Проделав с лежащим тот же фокус пеленания, что и с первым ассасином, я выпрямился с чувством выполненного долга. В этот момент со стороны пролетки послышалось мычание Олексы, не иначе как мой алкоголик стал приходить в себя. Развязав матроса, возложил ему ладонь на чело и обратился к Богородице с нижайшей просьбой освежить мозги этого сильного физически, но слабого на спиртное индивидуума. Через минуту Олекса уже осмысленно смотрел в мои глаза.
— Ваша светлость… — он запнулся, — господин коронель, прошу…
— На корабле разберемся, — прервал я матроса, — бери этого, — я показал на ассасина, — тащи его в избу, — обернувшись на охотничий домик я заметил в окне слабый огонек свечи. «Интересная картинка. А там кто еще?» И в это же мгновение почувствовал на своем плече коготки птицы, которая мягко спланировала сверху. Горлица, склонив головку набок, одним глазом косилась на меня и негромко ворковала. В голове послышался ее тоненький голосок, но что именно говорила птаха, я не мог разобрать, пока не подошел к крыльцу. Оказывается разборчивость бормотания в голове напрямую связано с близостью жилья княжны.
Горлица настойчиво предлагала мне пообщаться с ночными убийцами, которых Олекса перетащил в избу. Я так и сделал, начав с того, что с ненавистью смотрел на меня одним глазом. Правым. Но тут меня ждал жесточайший облом, ни один, ни второй ассасины не горели желанием просветить меня на предмет того, кто их нанял. Они вообще не горели никаким желанием кроме ненависти, пылавшей в глазах.

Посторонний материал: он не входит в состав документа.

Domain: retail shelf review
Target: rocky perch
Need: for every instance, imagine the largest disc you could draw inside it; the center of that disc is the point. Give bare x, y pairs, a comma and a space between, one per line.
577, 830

Причем, во всех трех. Показав одноглазому, что сейчас буду резать ему глотку таким красивым ножом-кукри, я снова повторил свой вопрос на трех языках, которые знал более-менее уверенно. Похоже, что ассасину было глубоко плевать и на мои вопросы, и на собственную жизнь.
Перенеся свое любопытство на другого наемника, я взял его под мышки, чтобы перевернуть лицом кверху, но связанный ассасин начал активно сопротивляться моим попыткам удобнее перехватиться за тело, и я неожиданно почувствовал под руками упругую женскую грудь, а совсем не жилистые мужские мышцы.
— Вот ни фига себе! Так тут у нас девица! — я не сдержал своих эмоций, — Олекса, ну-ка, помоги.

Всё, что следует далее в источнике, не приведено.